LUBBOCK, Texas – It’s dusty, wild weather days like we saw on Sunday that make you wonder just how bad that West Texas dust storm really was compared to what we’ve experienced in the past.

Experts around town tell us the closest we’ve seen to Sunday’s dust storm was the haboob of 2011, and even then, that storm didn’t last near as long as what Sunday’s storm brought.

But how did Sunday compare to the Dust Bowl days of the 1930s? 

Justin Weaver with National Weather Service Lubbock said that based on how long Sunday’s storm lasted and how little visibility there was, it could’ve been a very similar comparison to what we might’ve seen during the Dust Bowl. Luckily, Weaver said that the amount of dust and how often it blows in West Texas has gone down significantly in comparison to what people experienced in the 1930s.

“What made the Dust Bowl particularly bad in the South Plains of West Texas, up through Oklahoma, Kansas, eastern New Mexico, parts of Colorado, maybe even extending up into South Dakota is this combination of more land under plow, the lack of rain and the eradication of the native grasses,” said Sean Cunningham, a history professor at Texas Tech University. “All of that contributed to the blowing dust.

The Dust Bowl was a decade long of horrific dust storms during the severe drought of the 1930s across the region.

“You couldn’t see anything but dust rolling on in from the west as they developed,” said Jesse Jones who lived through the Dust Bowl of the 1930s. “They were pretty bad storms at that time.”

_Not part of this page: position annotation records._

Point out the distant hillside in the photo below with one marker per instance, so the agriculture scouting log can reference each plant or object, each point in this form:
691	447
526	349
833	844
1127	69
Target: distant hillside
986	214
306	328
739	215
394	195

Poor farming techniques at the time caused the soil to erode and turn into a lot of dust.

“Being a farmer’s daughter, we wanted rain, we didn’t want dirt,” said Ida Roberts who also lived through the Dust Bowl. “We needed the rain, but we got by.” 

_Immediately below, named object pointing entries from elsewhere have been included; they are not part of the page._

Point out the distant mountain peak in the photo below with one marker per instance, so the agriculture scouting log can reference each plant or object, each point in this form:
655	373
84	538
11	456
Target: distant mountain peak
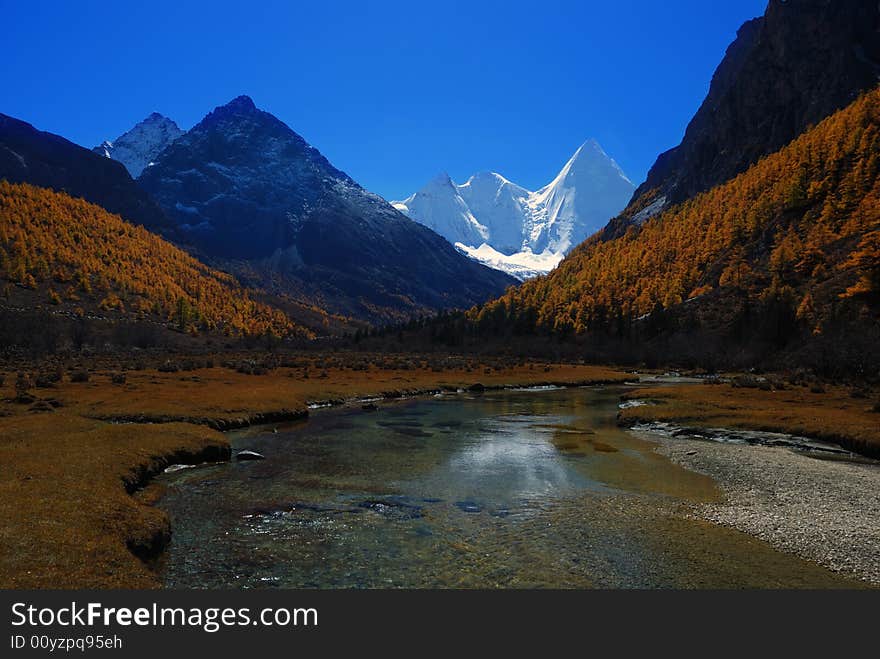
242	185
515	223
139	147
240	105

The heaviest dust storms would be called ‘black blizzards,’ where topsoil from the lone star state could make it all the way up east to Washington, D.C. Jones, who grew up in Perryton, remembered being sent home from school because those storms were so bad. 

“It would get so dark inside the classroom, that you couldn’t see what the teacher was doing at the board, so they had to dismiss school,” Jones said.

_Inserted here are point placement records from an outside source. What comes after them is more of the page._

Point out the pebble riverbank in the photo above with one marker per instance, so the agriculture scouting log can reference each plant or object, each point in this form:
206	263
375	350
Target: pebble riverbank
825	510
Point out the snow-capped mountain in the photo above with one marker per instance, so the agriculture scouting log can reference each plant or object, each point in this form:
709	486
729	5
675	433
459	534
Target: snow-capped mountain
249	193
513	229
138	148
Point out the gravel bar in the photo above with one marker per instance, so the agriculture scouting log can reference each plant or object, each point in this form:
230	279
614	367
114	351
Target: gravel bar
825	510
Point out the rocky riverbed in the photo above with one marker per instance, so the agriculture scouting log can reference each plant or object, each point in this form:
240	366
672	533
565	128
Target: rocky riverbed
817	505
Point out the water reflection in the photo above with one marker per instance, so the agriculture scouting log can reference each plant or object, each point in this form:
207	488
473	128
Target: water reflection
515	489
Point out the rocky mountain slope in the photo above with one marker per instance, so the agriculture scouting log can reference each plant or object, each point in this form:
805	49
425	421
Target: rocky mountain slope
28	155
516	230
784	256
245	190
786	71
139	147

As for Roberts, she recalled her mother doing everything she could to keep her children safe from the choking dust that surrounded them. 

“My mom, bless her heart, she would take sheets, wet them, and hang them over all the doors and windows to keep the dirt out of her house because dust pneumonia was pretty common at that time, and a lot of folks died from it,” Roberts said.

Weaver said Lubbock has many dusty days, but nothing like what Sunday (Feb. 26) brought.

“A day like that, where we had the visibility at zero in the city for at least a while, several minutes, that’s pretty unusual, and probably very similar to what happened in the Dust Bowl days,” Weaver said.

He said a dust storm of that magnitude may resemble what Jones and Roberts saw growing up.

“It was not a real good time,” Roberts said.